Today is Ash Wednesday and a day we are reminded of the greatest sacrifice that was made for us; it marks the start of the forty days Jesus spent fasting in the desert avoiding Satan's temptations. It has really made me think, think about sacrifices and what they mean to me, and to us. I believe that we can achieve anything in life, if and only if we are willing to give up everything else for it. A question I continue to ask myself, and have been for a while is, what am I willing to sacrifice for my marriage? Am I willing to do anything to save it, repair it? The more I think about it, the more I lean in that direction, but not because I think it is right, but because I know that is what God would want me to do. I know I could have sacrificed more in the past, I wish I could go back and change that, but I can't. And then I asked myself, how much can I do on my own, how much would my sacrifices do on their own? In all honesty, nothing. No one person can save a marriage on their own, a marriage takes two people to form just as it takes two people repair. I've said it so many times, I don't know what is going to happen, but at least I am getting some more clarity. And trust me when I say, it doesn't really affect me as I make progress in my life, because life goes on and I understand that, but it is allowing me to understand what it is that my feelings mean. Today at Mass, I kept asking for the same thing over and over; all I asked is for direction and guidance in understanding what it is that my feelings and thoughts mean. There are a lot of things in my mind lately, and it is hard to make sense of them sometimes. I know God will help me figure it out by showing me the way forward. I know I need to have patience and trust in my faith, as hard as it really is, I know I must do that.
Marriage is all about sacrifice, giving up some of the things you like for the other person, for that person you love and who loves you back. The difference between a good marriage and a great marriage is the ability and willingness to sacrifice. As I said in the title, and have said before, in another way, marriage is not a feeling of happiness but a constant struggle with love and with that person, a complete willingness to sacrifice, for something you believe in, something bigger than you.

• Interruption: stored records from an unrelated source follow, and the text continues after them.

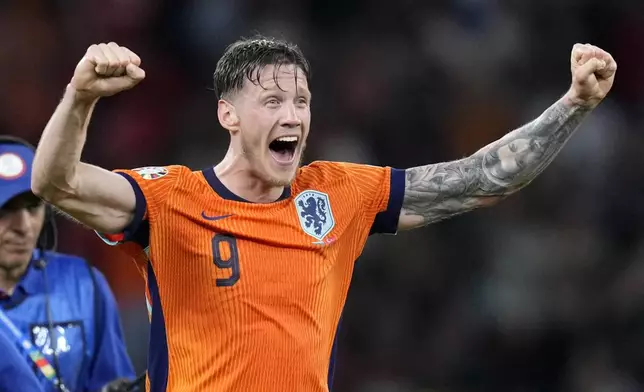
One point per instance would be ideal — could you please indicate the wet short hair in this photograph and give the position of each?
(246, 58)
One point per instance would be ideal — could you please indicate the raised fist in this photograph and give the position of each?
(593, 71)
(106, 69)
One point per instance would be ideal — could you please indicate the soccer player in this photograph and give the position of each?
(55, 309)
(248, 262)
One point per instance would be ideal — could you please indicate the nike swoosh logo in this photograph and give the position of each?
(214, 218)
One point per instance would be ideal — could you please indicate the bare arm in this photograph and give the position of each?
(96, 197)
(439, 191)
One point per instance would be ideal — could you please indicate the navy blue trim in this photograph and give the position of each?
(131, 231)
(158, 345)
(386, 222)
(334, 353)
(139, 212)
(220, 189)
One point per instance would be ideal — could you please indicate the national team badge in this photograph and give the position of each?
(42, 339)
(151, 172)
(314, 212)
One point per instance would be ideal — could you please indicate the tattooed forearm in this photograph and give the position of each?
(439, 191)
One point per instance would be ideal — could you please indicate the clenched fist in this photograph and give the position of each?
(106, 69)
(593, 71)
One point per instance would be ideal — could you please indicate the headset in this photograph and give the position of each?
(48, 241)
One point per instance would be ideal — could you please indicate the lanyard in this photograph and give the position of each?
(33, 352)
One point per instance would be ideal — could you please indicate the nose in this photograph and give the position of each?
(290, 118)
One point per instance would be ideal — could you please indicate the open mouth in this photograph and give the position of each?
(283, 149)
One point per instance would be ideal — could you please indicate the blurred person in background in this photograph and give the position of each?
(44, 294)
(241, 296)
(14, 370)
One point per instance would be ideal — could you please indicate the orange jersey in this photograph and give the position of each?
(247, 296)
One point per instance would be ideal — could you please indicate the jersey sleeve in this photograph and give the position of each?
(152, 186)
(381, 190)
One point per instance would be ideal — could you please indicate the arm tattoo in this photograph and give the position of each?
(439, 191)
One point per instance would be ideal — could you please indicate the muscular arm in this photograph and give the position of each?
(439, 191)
(96, 197)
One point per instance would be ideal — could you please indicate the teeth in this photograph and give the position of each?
(287, 139)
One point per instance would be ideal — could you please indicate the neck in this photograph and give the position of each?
(10, 276)
(235, 173)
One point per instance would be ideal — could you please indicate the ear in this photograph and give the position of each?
(227, 116)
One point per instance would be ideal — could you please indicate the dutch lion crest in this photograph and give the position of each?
(314, 211)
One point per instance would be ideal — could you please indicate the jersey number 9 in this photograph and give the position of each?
(231, 262)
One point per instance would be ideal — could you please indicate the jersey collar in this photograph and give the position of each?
(225, 193)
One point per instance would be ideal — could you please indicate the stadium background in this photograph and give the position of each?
(542, 293)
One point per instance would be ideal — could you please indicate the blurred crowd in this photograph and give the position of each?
(544, 292)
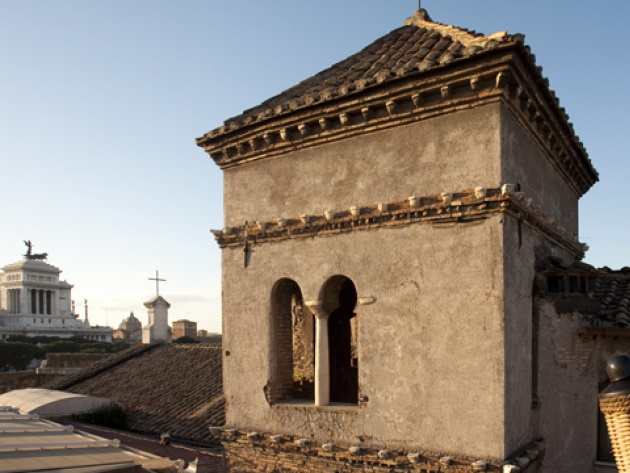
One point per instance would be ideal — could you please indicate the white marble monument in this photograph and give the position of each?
(34, 301)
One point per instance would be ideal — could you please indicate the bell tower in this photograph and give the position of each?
(395, 204)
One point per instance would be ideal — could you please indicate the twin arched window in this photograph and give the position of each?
(294, 341)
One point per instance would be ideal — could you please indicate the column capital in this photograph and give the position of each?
(317, 309)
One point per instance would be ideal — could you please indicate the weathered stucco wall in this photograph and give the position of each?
(524, 163)
(430, 348)
(448, 153)
(519, 260)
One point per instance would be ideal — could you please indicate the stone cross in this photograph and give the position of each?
(157, 282)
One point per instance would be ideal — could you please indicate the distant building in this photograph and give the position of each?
(184, 328)
(157, 330)
(129, 330)
(35, 302)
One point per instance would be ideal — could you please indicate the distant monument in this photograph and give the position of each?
(157, 330)
(35, 302)
(29, 255)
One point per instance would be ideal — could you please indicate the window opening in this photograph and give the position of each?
(293, 374)
(342, 341)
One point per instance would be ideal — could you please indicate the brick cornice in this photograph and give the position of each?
(446, 208)
(524, 459)
(507, 74)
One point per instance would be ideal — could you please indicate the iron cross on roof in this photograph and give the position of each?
(157, 282)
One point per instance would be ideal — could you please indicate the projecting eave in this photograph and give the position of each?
(459, 71)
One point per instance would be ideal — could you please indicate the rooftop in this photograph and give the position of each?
(29, 444)
(172, 388)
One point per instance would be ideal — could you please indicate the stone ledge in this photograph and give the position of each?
(307, 454)
(447, 208)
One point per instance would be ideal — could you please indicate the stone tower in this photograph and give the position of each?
(157, 330)
(396, 205)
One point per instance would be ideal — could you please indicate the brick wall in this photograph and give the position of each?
(256, 453)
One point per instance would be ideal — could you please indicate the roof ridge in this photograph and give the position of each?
(97, 368)
(421, 19)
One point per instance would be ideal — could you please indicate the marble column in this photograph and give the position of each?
(322, 363)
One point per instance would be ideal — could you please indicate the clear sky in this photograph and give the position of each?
(100, 102)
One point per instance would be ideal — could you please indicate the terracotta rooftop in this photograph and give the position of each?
(419, 45)
(172, 388)
(613, 290)
(415, 72)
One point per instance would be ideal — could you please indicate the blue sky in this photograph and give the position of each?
(100, 102)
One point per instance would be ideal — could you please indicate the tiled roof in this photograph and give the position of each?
(613, 292)
(166, 388)
(419, 45)
(173, 451)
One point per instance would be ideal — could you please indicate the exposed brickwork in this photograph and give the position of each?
(254, 453)
(449, 207)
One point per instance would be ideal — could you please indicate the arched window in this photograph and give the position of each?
(339, 298)
(293, 358)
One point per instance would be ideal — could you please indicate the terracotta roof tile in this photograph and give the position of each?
(166, 388)
(613, 290)
(418, 40)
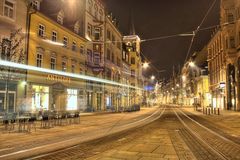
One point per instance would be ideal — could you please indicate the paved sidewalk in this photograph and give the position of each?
(228, 121)
(94, 124)
(157, 145)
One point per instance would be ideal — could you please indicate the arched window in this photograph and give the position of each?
(60, 17)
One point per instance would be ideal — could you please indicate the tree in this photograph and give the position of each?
(12, 49)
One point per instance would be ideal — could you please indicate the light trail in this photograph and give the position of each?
(72, 75)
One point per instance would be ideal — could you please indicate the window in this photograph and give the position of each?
(119, 44)
(113, 57)
(76, 28)
(53, 63)
(64, 66)
(65, 41)
(101, 15)
(89, 55)
(72, 99)
(60, 17)
(230, 18)
(40, 98)
(74, 46)
(108, 54)
(73, 68)
(113, 39)
(35, 5)
(81, 71)
(108, 35)
(132, 60)
(41, 30)
(97, 33)
(82, 49)
(238, 37)
(232, 42)
(39, 59)
(226, 42)
(118, 62)
(54, 36)
(9, 9)
(89, 30)
(133, 73)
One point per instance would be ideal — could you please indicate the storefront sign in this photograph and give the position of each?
(57, 78)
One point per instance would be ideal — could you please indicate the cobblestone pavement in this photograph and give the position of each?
(15, 145)
(166, 138)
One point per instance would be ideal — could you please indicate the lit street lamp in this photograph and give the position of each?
(145, 65)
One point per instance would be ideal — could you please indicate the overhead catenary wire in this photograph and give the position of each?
(198, 28)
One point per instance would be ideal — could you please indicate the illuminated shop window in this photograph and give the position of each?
(71, 99)
(9, 8)
(40, 97)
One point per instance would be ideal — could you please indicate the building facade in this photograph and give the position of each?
(113, 64)
(55, 45)
(13, 17)
(94, 18)
(223, 57)
(131, 50)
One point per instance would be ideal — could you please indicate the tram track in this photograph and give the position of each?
(73, 141)
(220, 146)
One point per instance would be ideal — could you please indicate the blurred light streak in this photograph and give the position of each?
(44, 70)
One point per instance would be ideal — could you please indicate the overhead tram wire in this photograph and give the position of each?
(198, 28)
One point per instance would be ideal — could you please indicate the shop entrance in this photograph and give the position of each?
(10, 98)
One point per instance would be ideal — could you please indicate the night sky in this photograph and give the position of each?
(154, 18)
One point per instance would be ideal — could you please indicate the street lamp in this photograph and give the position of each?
(145, 65)
(191, 64)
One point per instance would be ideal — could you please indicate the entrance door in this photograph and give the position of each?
(11, 101)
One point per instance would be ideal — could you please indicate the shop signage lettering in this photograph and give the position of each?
(57, 78)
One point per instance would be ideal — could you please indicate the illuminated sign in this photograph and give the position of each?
(222, 85)
(58, 78)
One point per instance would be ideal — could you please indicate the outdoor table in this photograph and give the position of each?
(22, 122)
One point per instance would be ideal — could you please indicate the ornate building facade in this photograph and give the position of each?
(223, 58)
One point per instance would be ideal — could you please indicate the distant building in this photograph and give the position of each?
(55, 43)
(224, 58)
(113, 63)
(131, 50)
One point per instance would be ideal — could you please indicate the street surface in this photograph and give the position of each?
(175, 135)
(167, 132)
(21, 145)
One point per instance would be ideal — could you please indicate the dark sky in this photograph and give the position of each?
(154, 18)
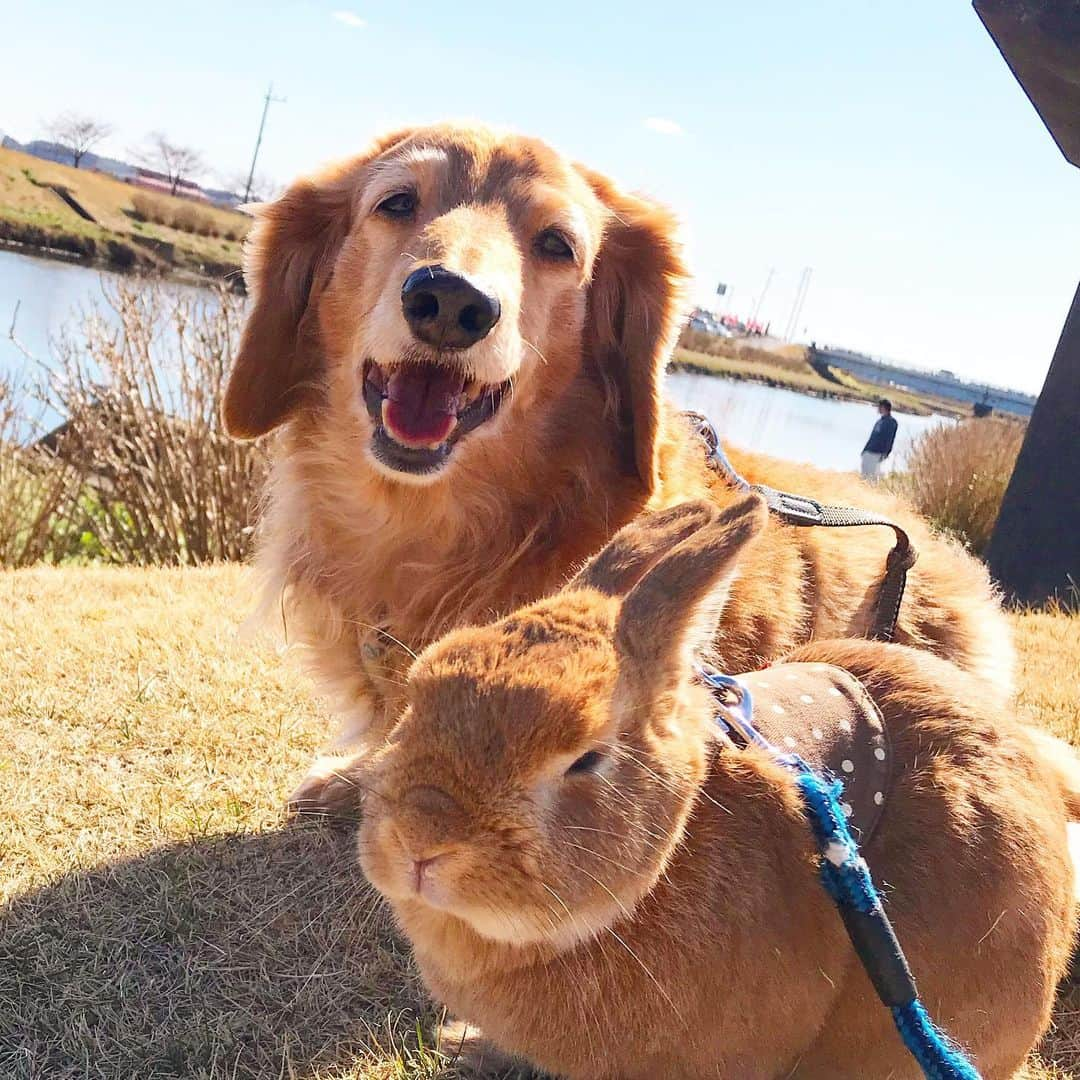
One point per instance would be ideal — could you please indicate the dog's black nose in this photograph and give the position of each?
(446, 311)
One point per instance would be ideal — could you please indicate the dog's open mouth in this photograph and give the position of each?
(420, 412)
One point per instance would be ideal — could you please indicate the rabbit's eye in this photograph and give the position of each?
(589, 761)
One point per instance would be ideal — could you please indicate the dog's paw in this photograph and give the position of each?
(327, 791)
(475, 1058)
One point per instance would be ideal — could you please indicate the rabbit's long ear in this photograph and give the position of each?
(637, 547)
(675, 607)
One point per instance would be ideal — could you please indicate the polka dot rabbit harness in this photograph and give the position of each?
(825, 715)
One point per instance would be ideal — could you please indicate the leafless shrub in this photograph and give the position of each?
(142, 385)
(39, 488)
(957, 475)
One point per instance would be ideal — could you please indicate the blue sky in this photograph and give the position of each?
(890, 150)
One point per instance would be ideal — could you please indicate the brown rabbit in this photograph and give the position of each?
(604, 883)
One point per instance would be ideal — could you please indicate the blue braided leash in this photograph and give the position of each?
(847, 879)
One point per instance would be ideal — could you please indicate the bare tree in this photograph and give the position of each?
(176, 162)
(77, 133)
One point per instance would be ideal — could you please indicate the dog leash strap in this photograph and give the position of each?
(847, 879)
(802, 511)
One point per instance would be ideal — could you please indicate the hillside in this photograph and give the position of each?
(160, 918)
(36, 216)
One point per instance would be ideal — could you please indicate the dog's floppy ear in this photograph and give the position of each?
(635, 300)
(288, 259)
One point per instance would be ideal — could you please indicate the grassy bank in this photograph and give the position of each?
(129, 229)
(788, 368)
(160, 920)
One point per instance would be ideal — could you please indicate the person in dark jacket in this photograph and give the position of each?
(879, 445)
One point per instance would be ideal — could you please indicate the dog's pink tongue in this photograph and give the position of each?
(421, 405)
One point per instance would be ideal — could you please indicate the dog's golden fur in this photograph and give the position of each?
(583, 444)
(656, 908)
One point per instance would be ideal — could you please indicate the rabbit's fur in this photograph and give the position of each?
(652, 908)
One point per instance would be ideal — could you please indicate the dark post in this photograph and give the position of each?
(1035, 551)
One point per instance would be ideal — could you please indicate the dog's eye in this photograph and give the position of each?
(397, 205)
(589, 761)
(553, 245)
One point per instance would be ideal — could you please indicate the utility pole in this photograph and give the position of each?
(760, 299)
(800, 296)
(255, 157)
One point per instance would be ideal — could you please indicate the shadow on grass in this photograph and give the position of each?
(251, 956)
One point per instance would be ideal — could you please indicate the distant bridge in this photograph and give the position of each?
(939, 383)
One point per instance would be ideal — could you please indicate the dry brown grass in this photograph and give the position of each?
(26, 199)
(957, 475)
(161, 920)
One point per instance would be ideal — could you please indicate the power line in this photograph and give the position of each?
(258, 142)
(800, 296)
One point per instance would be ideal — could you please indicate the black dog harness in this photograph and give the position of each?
(802, 511)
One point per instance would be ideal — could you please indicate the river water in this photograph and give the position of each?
(793, 426)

Ash Wednesday is just as big a sacrifice, if you think about it, it is you proving that you love Jesus more than you care about looking ridiculous for a day! It is a day for us to remember, reflect, repent and give thanks for everything that was given to us. Today is the start of Lent, a time for us to sacrifice for the one who made us and sacrifice Himself for us. Some of us decide to give up something we love during lent, and I have, beef and pork; and trust me, as much as I eat both, it is a big sacrifice. The idea behind it is not only to sacrifice, but to understand what was done for us and to try to do that for God, for someone else, and for ourselves.
I talked about emptiness a few days ago and I have continued to think about it. But I have realized that in that emptiness I will be able to find myself and I will be able to find my peace in God. No one wants to be alone, and to be honest no one deserves to be alone, we all want and deserve to be loved, to feel loved. But we can't put our desire for love only on someone else, when we know God loves us all, regardless. All he asks from us is sacrifice and humility, for us to repent from our sins and ask for forgiveness.
In this Lenten season I've bowed to be a better person, everyday. To be merciful and to have patience; to understand that we are merely transitional in this world and we play a small part in the large scheme of things. Love involves responsibility and love is sacrifice, for that special person and for God. I know I need to change, and I have, for me, and for those who love me. I know I have to become a better person, I want to become a better person. I've made the choice to sacrifice, for me, for God and for my future; sacrifice is the passion of great souls, you can't have love without sacrifice and you don't have sacrifice without love. In this time of reflection and repentance, find something to sacrifice for, it will make you a better person too.